Un jeune qui s’inscrit à un programme de médecine demande en fait au Québec d’investir 274 416 $ dans sa formation générale ou 508 290 $ s’il choisit de se spécialiser, selon le ministère de la Santé. Sachant cela, on a envie de se pincer devant le commentaire d’une médecin partie à Vancouver parce qu’elle ne voulait pas travailler en région : « Des fois, je me dis qu’ils n’en veulent pas de médecins ! »
Dans certaines régions, le simple fait de garder une urgence ouverte peut être un combat quotidien. Avec un territoire comme le nôtre, ça va de soi que le gouvernement doit s’assurer qu’il y ait une couverture.
Une fois qu’on a dit ça, il est vrai que les règles, quand elles manquent de flexibilité, peuvent nous priver de l’expérience de gens qui ont envie de travailler. On pense à cette jeune médecin qui aurait aimé, entre ses remplacements en région, pratiquer aussi à Québec. Elle est désormais en Australie.
On nous parle aussi de médecins hyper spécialisés qui n’arrivent pas à trouver un établissement où leurs compétences pointues sont demandées. Sauf que de ne pas avoir accès au poste que l’on convoite dès sa sortie de l’école, c’est quelque chose qui arrive dans tous les champs d’études.
Flexibilité
On s’est aperçu il y a quelques années que les régions étaient mal desservies. Alors on a instauré des schémas de couverture. On a ensuite constaté que les médecins étaient nombreux à quitter le Québec. On les a donc mieux payés. Maintenant, il y en a encore qui partent.

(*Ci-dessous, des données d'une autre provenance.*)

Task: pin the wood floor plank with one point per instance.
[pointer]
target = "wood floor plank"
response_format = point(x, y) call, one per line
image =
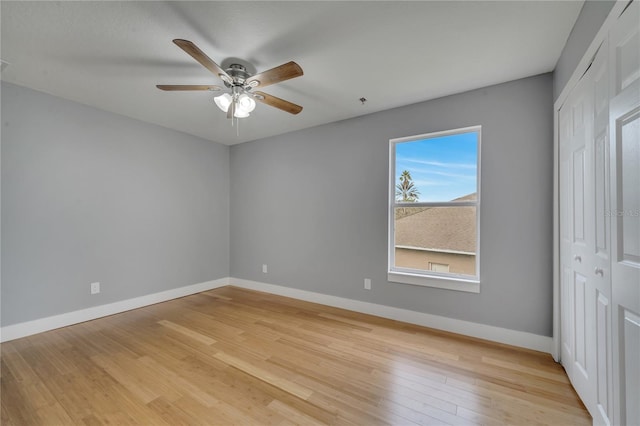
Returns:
point(233, 356)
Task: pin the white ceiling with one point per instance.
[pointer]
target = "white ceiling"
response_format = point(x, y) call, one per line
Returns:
point(110, 55)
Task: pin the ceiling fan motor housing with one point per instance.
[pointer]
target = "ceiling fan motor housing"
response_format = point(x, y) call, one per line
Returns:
point(238, 74)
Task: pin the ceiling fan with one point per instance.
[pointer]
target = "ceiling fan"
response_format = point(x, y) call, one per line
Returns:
point(240, 100)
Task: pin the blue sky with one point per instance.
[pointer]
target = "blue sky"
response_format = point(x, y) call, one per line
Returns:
point(443, 168)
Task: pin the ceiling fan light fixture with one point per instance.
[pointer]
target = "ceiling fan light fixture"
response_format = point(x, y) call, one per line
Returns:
point(246, 103)
point(223, 101)
point(240, 114)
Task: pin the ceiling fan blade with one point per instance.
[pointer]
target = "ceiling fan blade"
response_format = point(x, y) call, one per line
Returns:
point(275, 75)
point(201, 57)
point(278, 103)
point(172, 87)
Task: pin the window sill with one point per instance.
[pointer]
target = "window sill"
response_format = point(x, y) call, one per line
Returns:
point(447, 283)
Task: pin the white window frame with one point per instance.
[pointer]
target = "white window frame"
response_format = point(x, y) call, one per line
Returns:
point(421, 277)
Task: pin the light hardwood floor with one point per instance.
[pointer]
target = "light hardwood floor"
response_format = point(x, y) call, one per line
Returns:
point(233, 356)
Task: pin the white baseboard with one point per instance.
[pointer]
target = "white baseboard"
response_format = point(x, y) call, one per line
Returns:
point(496, 334)
point(482, 331)
point(28, 328)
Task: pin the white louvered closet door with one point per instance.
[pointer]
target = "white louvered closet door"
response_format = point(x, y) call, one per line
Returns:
point(624, 123)
point(599, 179)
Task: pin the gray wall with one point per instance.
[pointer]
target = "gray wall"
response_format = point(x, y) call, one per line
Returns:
point(92, 196)
point(312, 205)
point(591, 18)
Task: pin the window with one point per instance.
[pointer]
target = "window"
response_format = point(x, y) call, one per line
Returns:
point(438, 267)
point(434, 212)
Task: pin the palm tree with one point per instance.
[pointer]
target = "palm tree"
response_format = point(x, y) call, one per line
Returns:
point(406, 191)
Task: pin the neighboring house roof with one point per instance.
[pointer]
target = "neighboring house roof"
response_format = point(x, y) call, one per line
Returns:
point(439, 228)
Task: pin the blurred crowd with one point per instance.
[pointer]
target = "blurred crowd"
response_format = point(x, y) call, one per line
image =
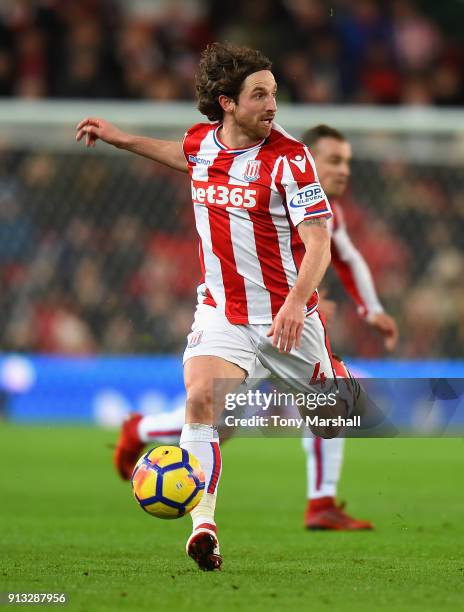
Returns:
point(98, 254)
point(323, 51)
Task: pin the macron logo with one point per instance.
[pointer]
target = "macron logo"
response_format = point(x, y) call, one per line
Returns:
point(300, 163)
point(199, 160)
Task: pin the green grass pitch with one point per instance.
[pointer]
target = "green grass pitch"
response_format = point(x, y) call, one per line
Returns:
point(68, 524)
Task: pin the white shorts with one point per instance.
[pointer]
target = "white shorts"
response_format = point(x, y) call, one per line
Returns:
point(249, 347)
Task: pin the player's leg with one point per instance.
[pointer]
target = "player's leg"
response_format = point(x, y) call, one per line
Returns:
point(139, 430)
point(324, 459)
point(207, 380)
point(217, 359)
point(310, 370)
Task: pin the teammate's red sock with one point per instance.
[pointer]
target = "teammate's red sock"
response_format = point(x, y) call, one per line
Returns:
point(321, 503)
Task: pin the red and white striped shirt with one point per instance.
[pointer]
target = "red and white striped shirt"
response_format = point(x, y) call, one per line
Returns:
point(351, 267)
point(248, 203)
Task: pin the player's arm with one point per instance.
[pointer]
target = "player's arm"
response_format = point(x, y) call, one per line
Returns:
point(287, 326)
point(166, 152)
point(354, 273)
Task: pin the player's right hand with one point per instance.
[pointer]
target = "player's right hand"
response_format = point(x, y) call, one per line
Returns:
point(94, 128)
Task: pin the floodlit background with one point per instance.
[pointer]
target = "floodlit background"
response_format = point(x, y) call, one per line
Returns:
point(98, 255)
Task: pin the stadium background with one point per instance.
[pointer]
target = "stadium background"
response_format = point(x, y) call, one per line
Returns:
point(97, 249)
point(98, 267)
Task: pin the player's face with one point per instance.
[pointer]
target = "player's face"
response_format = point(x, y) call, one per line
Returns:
point(256, 105)
point(332, 159)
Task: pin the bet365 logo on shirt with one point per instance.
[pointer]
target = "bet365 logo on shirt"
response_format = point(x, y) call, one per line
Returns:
point(223, 195)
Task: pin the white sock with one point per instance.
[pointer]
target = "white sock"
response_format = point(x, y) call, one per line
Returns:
point(164, 427)
point(323, 465)
point(203, 442)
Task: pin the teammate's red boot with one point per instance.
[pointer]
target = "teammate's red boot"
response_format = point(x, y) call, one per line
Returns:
point(203, 547)
point(324, 514)
point(129, 447)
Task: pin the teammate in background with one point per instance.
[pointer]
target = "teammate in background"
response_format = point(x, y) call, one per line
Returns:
point(261, 216)
point(324, 457)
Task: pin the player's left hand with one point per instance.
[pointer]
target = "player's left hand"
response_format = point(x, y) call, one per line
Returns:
point(385, 325)
point(287, 326)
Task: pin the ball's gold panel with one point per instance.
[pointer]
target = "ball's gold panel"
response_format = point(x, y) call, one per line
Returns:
point(178, 485)
point(165, 455)
point(160, 510)
point(195, 501)
point(144, 482)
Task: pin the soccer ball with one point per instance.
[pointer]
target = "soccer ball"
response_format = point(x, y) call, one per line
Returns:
point(168, 482)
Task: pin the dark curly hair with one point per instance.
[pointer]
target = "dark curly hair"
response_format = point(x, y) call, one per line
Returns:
point(222, 70)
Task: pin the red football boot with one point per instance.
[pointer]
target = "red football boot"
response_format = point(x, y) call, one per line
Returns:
point(203, 547)
point(324, 514)
point(129, 447)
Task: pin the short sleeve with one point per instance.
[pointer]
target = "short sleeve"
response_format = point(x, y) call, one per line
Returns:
point(304, 195)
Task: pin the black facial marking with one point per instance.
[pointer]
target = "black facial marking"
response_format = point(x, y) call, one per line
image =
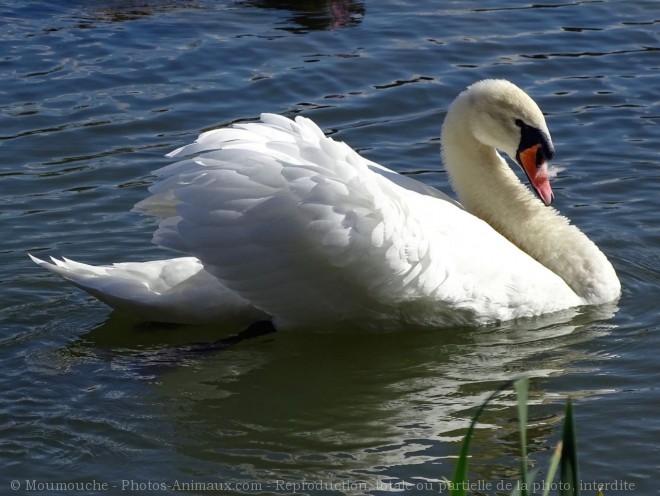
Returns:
point(530, 136)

Et on ne parle pas encore des touristes qui viennent de l’étranger pour être formés dans nos facultés de médecine et qui repartent aussitôt vers l’Ontario.

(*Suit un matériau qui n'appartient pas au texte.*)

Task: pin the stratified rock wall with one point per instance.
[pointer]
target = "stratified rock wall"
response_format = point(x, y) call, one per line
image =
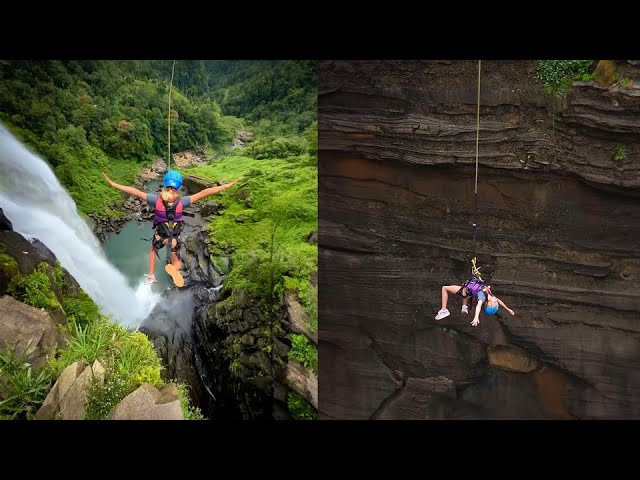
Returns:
point(558, 240)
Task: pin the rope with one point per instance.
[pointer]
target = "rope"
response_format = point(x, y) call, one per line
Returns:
point(474, 270)
point(169, 118)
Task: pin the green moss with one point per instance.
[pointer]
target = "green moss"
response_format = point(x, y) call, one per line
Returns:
point(9, 266)
point(35, 289)
point(190, 412)
point(58, 275)
point(81, 308)
point(620, 153)
point(308, 296)
point(304, 351)
point(299, 408)
point(558, 75)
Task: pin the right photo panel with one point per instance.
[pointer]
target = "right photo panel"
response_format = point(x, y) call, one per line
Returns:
point(479, 239)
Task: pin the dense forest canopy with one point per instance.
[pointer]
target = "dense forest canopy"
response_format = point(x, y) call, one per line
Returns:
point(90, 116)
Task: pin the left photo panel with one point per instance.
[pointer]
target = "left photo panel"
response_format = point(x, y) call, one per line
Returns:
point(158, 240)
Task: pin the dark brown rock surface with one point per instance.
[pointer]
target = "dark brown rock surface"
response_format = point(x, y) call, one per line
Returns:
point(558, 240)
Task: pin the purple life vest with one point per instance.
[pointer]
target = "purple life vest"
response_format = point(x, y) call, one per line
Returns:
point(474, 286)
point(168, 211)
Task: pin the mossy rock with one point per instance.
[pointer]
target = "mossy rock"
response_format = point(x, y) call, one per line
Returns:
point(221, 264)
point(606, 73)
point(8, 270)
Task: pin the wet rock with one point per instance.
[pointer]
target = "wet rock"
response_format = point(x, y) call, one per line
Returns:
point(31, 331)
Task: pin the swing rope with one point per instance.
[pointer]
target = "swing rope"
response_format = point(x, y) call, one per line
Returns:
point(474, 270)
point(169, 118)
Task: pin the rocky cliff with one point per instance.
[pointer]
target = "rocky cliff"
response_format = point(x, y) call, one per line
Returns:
point(558, 239)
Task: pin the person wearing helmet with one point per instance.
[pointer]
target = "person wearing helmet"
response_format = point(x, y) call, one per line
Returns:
point(168, 220)
point(474, 288)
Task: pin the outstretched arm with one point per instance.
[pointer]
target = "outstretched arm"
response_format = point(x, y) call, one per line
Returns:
point(212, 190)
point(476, 318)
point(125, 189)
point(502, 304)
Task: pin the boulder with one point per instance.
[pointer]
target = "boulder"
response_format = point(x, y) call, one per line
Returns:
point(149, 403)
point(303, 382)
point(29, 330)
point(67, 400)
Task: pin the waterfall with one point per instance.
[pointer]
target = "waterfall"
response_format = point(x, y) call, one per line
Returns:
point(39, 207)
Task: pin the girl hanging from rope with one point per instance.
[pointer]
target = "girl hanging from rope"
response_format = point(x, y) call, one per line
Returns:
point(474, 288)
point(168, 219)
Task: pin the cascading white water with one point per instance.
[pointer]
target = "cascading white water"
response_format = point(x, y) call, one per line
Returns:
point(39, 207)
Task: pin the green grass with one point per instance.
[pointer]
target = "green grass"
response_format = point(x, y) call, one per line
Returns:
point(299, 408)
point(270, 243)
point(80, 308)
point(304, 351)
point(22, 390)
point(34, 289)
point(128, 357)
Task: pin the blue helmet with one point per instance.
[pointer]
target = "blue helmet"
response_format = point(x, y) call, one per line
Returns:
point(491, 310)
point(173, 179)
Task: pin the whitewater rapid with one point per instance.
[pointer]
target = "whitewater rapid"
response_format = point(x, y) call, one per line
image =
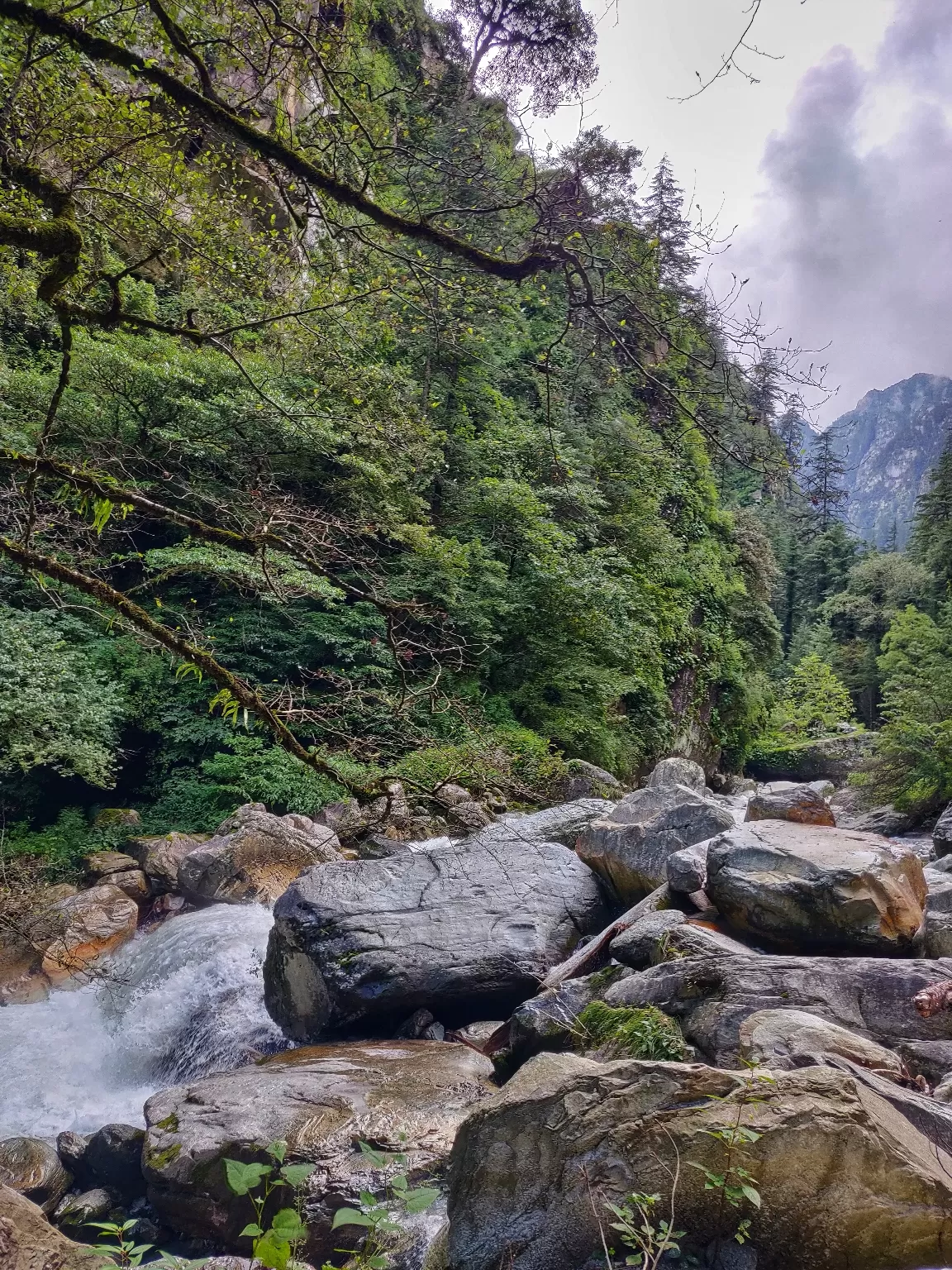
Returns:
point(178, 1002)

L’idée qui revient constamment d’exiger un remboursement des coûts de leur formation aux médecins qui partent est un miroir aux alouettes qui ne reflète que le fait qu’il est difficile de faire du recouvrement auprès de quelqu’un qui vit aux antipodes.
Ça va prendre un nouveau contrat avec les médecins. Le gouvernement doit revoir ses règles pour permettre que les médecins qui veulent travailler au Québec puissent le faire. Sauf que les porte-parole de la FMSQ et de la FMOQ brandissent eux-mêmes des chiffres du ministère de la Santé démontrant qu’il manque encore 1417 médecins au Québec. On manque d’omnipraticiens, d’anesthésistes et de chirurgiens généralistes ; en régions périphériques, mais aussi dans le Grand Montréal.
Les médecins qui partent ne manquent pas tant de postes à combler que d’affectations qui leur plaisent.
Le Dr Simon-Pierre Landry, chef de département à l’hôpital de Sainte-Agathe, proposait en novembre dernier de décentraliser les embauches vers les régions, plutôt que de continuer de tout planifier au ministère. La flexibilité qu’il faut pour permettre au plus grand nombre de se placer, elle est peut-être là.
Relation compliquée
Il faut constater que les associations professionnelles des médecins se sont montrées beaucoup plus créatives dans leurs revendications au moment d’inventer de nouvelles primes que d’assurer une meilleure couverture de soins. À la fin, la relation du Québec avec ses médecins reste compliquée.
Et demeure l’impression renforcée par la réforme Barrette que notre système de santé est géré par et pour les médecins. Ça n’a pas changé avec la CAQ, qui a trouvé le moyen de faire applaudir les spécialistes en ramenant leur rémunération au même niveau que celle de leurs collègues ontariens. Qu’on ait cessé d’affirmer vouloir retrancher un milliard à leurs émoluments y est sans doute pour quelque chose. Peut-être un jour quelqu’un se rappellera que de soigner du monde partout sur le territoire du Québec est davantage la finalité de notre système de santé que de permettre à des gens de faire du ski alpin à temps partiel.